In general, whilst strings can fundamentally be described as lists of bytes (code-units), many string operations do not operate at the byte-level. The {mod}`ak.str` submodule provides a suite of vectorised operations that operate at the code-point (*not* code-unit) level, such as computing the string length. Consider the following simple string

```{code-cell} ipython3
large_code_point = ak.Array(["Å"])
```

In Awkward Array, strings are UTF-8 encoded, meaning that a single code-point may comprise up to four code-units (bytes).
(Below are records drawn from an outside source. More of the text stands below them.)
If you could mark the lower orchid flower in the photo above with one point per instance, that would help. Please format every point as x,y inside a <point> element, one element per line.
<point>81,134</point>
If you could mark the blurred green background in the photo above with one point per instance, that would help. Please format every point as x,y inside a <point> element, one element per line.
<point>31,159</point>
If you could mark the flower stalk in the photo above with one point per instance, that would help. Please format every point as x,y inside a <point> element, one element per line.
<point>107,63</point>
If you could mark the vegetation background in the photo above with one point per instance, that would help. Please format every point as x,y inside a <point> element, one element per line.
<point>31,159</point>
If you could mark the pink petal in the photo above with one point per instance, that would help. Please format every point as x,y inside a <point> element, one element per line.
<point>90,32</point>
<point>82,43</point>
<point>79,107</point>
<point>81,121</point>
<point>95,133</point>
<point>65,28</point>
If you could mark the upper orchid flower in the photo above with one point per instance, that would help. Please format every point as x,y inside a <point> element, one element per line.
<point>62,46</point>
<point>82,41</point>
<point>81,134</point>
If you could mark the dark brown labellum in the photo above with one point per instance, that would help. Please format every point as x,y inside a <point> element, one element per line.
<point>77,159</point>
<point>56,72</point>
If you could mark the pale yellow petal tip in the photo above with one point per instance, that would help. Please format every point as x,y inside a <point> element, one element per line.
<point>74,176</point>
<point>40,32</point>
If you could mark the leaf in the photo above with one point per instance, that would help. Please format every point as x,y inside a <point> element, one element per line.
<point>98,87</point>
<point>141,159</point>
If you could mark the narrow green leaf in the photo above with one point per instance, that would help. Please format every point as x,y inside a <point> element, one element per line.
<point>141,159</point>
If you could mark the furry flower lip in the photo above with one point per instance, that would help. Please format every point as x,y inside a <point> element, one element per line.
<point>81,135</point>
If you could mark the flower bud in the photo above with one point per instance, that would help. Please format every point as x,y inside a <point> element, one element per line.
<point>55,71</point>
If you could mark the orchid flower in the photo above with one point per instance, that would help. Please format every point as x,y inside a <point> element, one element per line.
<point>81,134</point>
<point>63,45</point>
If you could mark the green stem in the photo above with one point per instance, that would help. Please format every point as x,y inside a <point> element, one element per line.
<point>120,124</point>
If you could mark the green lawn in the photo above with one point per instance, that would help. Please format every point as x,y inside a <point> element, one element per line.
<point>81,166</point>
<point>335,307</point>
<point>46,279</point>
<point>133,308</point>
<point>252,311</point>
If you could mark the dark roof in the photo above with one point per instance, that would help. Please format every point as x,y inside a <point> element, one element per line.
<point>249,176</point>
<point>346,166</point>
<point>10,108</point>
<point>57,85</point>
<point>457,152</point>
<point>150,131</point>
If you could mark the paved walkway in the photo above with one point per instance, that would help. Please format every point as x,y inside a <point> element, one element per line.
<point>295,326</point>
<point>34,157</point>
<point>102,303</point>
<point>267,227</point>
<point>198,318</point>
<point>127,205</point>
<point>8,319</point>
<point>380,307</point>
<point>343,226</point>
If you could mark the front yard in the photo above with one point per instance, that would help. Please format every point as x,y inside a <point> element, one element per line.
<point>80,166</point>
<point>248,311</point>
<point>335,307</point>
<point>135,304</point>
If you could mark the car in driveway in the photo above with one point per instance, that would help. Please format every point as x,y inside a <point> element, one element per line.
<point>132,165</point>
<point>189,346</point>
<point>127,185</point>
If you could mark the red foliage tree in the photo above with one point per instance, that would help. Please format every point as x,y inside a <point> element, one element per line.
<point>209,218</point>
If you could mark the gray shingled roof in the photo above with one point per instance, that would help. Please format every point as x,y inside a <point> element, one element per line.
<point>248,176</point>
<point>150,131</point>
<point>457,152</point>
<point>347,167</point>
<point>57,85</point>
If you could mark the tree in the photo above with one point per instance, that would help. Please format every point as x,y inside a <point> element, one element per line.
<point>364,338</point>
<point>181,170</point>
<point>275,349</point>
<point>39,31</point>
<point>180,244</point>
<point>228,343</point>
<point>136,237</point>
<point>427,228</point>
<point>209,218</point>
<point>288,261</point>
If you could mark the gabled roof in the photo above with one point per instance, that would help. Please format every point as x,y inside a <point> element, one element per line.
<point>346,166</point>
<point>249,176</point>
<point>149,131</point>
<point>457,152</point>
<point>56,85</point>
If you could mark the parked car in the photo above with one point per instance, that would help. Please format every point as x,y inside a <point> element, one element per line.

Although it looks like this is a single character, if we look at the layout it's clear that the number of code-units is in-fact two

```{code-cell} ipython3
large_code_point.layout
```

This is reflected in the {func}`ak.num` function

```{code-cell} ipython3
ak.num(large_code_point)
```

The {mod}`ak.str` module provides a function for computing the length of a string

```{code-cell} ipython3
ak.str.length(large_code_point)
```

Clearly _this_ function is code-point aware.

+++

If one wants to drop the UTF-8 string abstraction, and instead deal with strings as raw byte arrays, there is the `bytes` type

```{code-cell} ipython3
large_code_point_bytes = ak.enforce_type(large_code_point, "bytes")
large_code_point_bytes
```

The layout of this array has different `"bytestring"` and `"byte"` parameters

```{code-cell} ipython3
large_code_point_bytes.layout
```

Many of the functions in the {mod}`ak.str` module treat bytestrings and strings differently; in the latter case, strings are often manipulated in terms of code-points instead of code-units. Consider {func}`ak.str.length` for this array

```{code-cell} ipython3
ak.str.length(large_code_point_bytes)
```

This is clearly counting the bytes (code-units), not code-points.